0

I am working on creating a Random Forest model using the tidymodels approach. In the recipe function, I get this error/warning that I simply cannot interpret, but it must be something related to the summary variables created. The error is

There are new levels in a factor: NA 

So, for now my recipe arguments looks like this:

era.af.Al_rec <- recipes::recipe(logRR ~., data = era.af.Al_predict) %>%
  step_mutate_at(logRR, SubPrName, PrName, Product, AEZ16simple, fn = factor) %>%
  update_role(ID, new_role = "ID") %>%
  update_role(RR_group, new_role = "ID") %>%
  step_other(SubPrName, PrName, Product, AEZ16simple, threshold = 0.01) %>%
  step_other(Site.ID, threshold = 0.001) %>%
  step_dummy(all_nominal(), -all_outcomes()) %>%
  step_downsample(logRR)


era.af.Al_prep <- prep(era.af.Al_rec)

juiced <- juice(era.af.Al_prep)  

The error pops up in the _prep call.

kangaroo_cliff
  • 6,067
  • 3
  • 29
  • 42
  • Could you add a `dput` of the data used to train the model? – NelsonGon Jun 14 '21 at 02:32
  • Hi Nelson, Could you be a little more precise please.

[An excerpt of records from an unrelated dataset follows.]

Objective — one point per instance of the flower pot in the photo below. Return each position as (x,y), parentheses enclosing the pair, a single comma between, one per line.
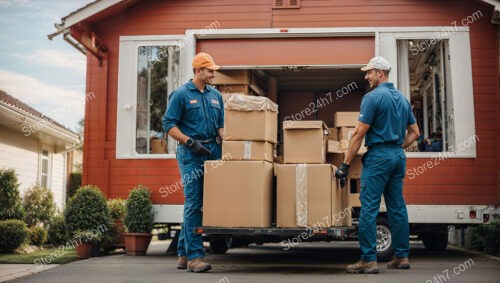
(83,250)
(137,243)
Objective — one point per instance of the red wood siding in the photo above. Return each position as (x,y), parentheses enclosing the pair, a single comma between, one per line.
(454,181)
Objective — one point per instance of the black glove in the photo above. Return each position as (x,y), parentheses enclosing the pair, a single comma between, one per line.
(197,147)
(342,173)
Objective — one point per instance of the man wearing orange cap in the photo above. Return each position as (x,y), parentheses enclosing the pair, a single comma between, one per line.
(195,118)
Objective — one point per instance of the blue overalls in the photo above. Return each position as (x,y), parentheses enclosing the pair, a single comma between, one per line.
(199,116)
(388,113)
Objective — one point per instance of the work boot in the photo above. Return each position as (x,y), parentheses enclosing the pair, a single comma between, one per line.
(198,265)
(399,263)
(182,262)
(363,267)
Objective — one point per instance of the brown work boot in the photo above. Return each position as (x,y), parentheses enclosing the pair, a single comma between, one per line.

Thank you – Kamau Lindhardt Jun 14 '21 at 15:19
  • 1
    It is hard to say what is going on without example data, but one possible problem is that you may be creating dummy variables for your `"ID"` variables. Maybe try `step_dummy(all_nominal_predictors())`. Also consider creating a [reprex](https://reprex.tidyverse.org/) so we can offer more meaningful help. – Julia Silge Jun 17 '21 at 23:21

1 Answers1

1

I had a similar case. This is a warning ejected by step_dummy(), warning me that a new factor level was added, in this case the new level is NA. This is coming from missing data in the categorical columns.
I could simply ignore the error, since this is what I wanted; adding a new NA level to the dummy encoding. Alternatively, I could add a step_unknown() step before the step_dummy().

step_unknown(all_nominal_predictors(), new_level = "NA")

hnagaty
  • 796
  • 5
  • 13